Armed Black Men of the Civil Rights Movement

DeaconsWhile so many gun control advocates  want to make the debate over our 2nd Amendment a racial issue,  a look back at our nation’s history can be a real eye opener.  Many gun bans in the U.S. were instituted specifically to disarm freed slaves.

True American Heros, the Deacons for Defense and Justice were the armed black men of the Civil Rights Movement from 1964 to 1966.

During the 1950s and 1960s civil rights supporters were terrorized and murdered by groups such as the Ku Klux Klan. Adding to the danger was the unspoken cooperation that sometimes existed between these groups and local police.   Many civil rights workers armed themselves for self-protection.  During the 1950s the home of Dr. Martin Luther King, Jr. had so many guns that one visitor called it an “arsenal.”

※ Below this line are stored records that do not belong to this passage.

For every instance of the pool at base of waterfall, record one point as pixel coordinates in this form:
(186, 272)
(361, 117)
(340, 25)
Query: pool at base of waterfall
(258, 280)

In 1964, after local police in Jonesboro, Louisiana  led a Klan motorcade through black neighborhoods, about 20 black Army veterans founded a community defense patrol and adopted the name of “Deacons for Defense and Justice” because many of them were practicing Christians and aimed to serve their community in a Christian manner. The Deacons conducted night patrols of black neighborhoods, working with CORE, the Congress of Racial Equality, formed in 1942.

In 1965 another chapter of the Deacons was formed in Bogalusa, Louisiana, and in the same year the Deacons formally incorporated as a non-profit organization with a stated purpose of “the defense of civil rights, property rights and personal rights. . .and to defend said rights by any and all honorable and legal means to the end that justice may be obtained.”

The Deacons were effective in providing protection for blacks who sought to register to vote and for white and black civil rights workers in the area.  For example, they provided security for the 1966 March Against Fear from Memphis to Jackson, Mississippi.  Moreover their presence in Southeastern Louisiana meant that the Klan would no longer be able to intimidate and terrorize local black citizens without challenge.

When Bogalusa Junior High was integrated in the fall of 1966, after white students beat up black students and the black students began fighting back, the Klan showed up with their guns but the Deacons were there to protect students.  With the police in between, the Klan drew their guns first, and the Deacons brought out their own firearms – unhappily the Klansmen withdrew and the attacks on black students ended.

As America’s youngest civil rights organization, the Deacons received support from America’s oldest civil rights organization – the NRA, who sold army surplus ammunition at discount to the Deacons as NRA members.

Black dignity, the responsible protection of family and community was a core value of the Deacons and for that reason, the Black nationalists and white communists were never able to recruit the Deacons to their cause.  According to former member, Charles Sims, “I don’t want to live under Black Power, I don’t want to live under white power.  I want equal power, and that’s what I push.”

In February of this year the Library of Congress released the Rosa Parks Collection to researchers.  Among the 7,500 manuscripts was a short autobiography detailing Parks early experiences with armed self-defense.  She wrote how her grandafther used a shotgun to protect the family home in Pine Level, Alabama from potential attack by the KKK.  According to Parks, her grandfather would stay up to wait for the Klansmen to come to the house and kept his shotgun within hand reach at all times.

The Deacons for Defense and Justice were true American heroes. They exemplified the ideal of Second Amendment citizenship. The NRA was their arsenal of democracy. Under the most perilous circumstances, the Deacons chose to Stand and Fight for civil rights.